Parser or file attributes
These retrieve attributes for the parser or file.
- version
-
This returns a string representation of the opened bed file format. For standard bed files, it returns 'bed' followed by the number columns, e.g.
bed4
orbed12
. For recognized special bed variants, it will returnnarrowPeak
,broadPeak
, orbedGraph
. - fh
-
Retrieves the file handle of the current file. This module uses IO::Handle objects. Be careful manipulating file handles of open files!
- typelist
-
Returns a string representation of the type of SeqFeature types to be encountered in the file. Currently this returns generic strings, 'mRNA,ncRNA,exon,CDS' for bed12 and 'region' for everything else.
Feature retrieval
The following methods parse the table lines into SeqFeature objects. It is best if methods are not mixed; unexpected results may occur.

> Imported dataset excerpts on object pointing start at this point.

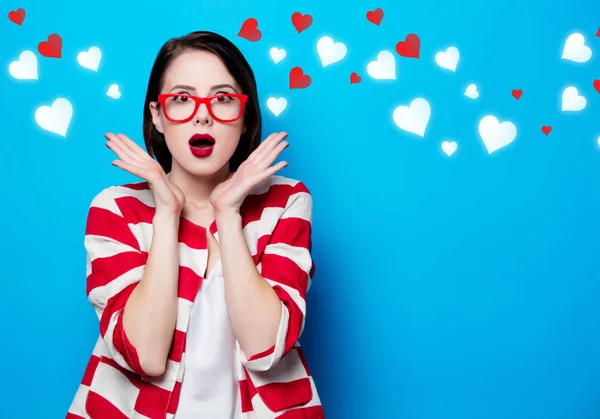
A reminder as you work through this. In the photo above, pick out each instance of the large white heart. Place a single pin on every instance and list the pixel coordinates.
(90, 58)
(576, 50)
(55, 118)
(113, 91)
(329, 51)
(572, 101)
(276, 105)
(277, 54)
(413, 118)
(25, 68)
(384, 68)
(448, 59)
(472, 92)
(449, 147)
(496, 135)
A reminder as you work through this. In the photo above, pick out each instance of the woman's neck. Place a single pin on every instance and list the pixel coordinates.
(197, 189)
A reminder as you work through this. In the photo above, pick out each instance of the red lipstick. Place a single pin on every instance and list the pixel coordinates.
(201, 145)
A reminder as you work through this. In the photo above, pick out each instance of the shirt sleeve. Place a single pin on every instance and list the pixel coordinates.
(287, 265)
(115, 265)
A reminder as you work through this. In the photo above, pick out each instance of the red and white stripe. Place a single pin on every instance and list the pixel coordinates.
(276, 220)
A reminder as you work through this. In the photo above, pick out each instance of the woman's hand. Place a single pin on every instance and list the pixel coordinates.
(230, 194)
(168, 198)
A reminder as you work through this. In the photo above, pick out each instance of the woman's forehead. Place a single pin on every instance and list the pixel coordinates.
(200, 69)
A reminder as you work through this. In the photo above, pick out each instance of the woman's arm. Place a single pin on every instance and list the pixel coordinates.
(150, 313)
(254, 308)
(267, 310)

For bed12 files, it will return a transcript model SeqFeature with appropriate subfeatures.
- next_feature
-
This will read the next line of the table, parse it into a feature object, and immediately return it.
- next_top_feature
-
This method will first parse the entire file into memory. It will then return each feature one at a time. Call this method repeatedly using a while loop to get all features.
- top_features
-
This method is similar to "next_top_feature", but instead returns an array of all the top features.
Other methods
Additional methods for working with the parser object and the parsed SeqFeature objects.
- parse_file
-
Parses the entire file into memory without returning any objects.
- find_gene
-
my $gene = $bed->find_gene( display_name => 'ABC1', primary_id => 'chr1:123-456', );
Pass a feature name, or an array of key => values (name, display_name, ID, primary_ID, and/or coordinate information), that can be used to find a feature already loaded into memory. Only really successful if the entire table is loaded into memory. Features with a matching name are confirmed by a matching ID or overlapping coordinates, if available. Otherwise the first match is returned.
- comments
-
This method will return an array of the comment, track, or browser lines that may have been in the parsed file. These may or may not be useful.
- seq_ids
-
Returns an array or array reference of the names of the chromosomes or reference sequences present in the file. Must parse the entire file before using.
- seq_id_lengths
-
Returns a hash reference to the chromosomes or reference sequences and their corresponding lengths. In this case, the length is inferred by the greatest feature end position. Must parse the entire file before using.
SEE ALSO
Bio::ToolBox::SeqFeature, Bio::ToolBox::parser::gff, Bio::ToolBox::parser::ucsc,
AUTHOR
Timothy J. Parnell, PhD
Huntsman Cancer Institute
University of Utah
Salt Lake City, UT, 84112
This package is free software; you can redistribute it and/or modify it under the terms of the Artistic License 2.0.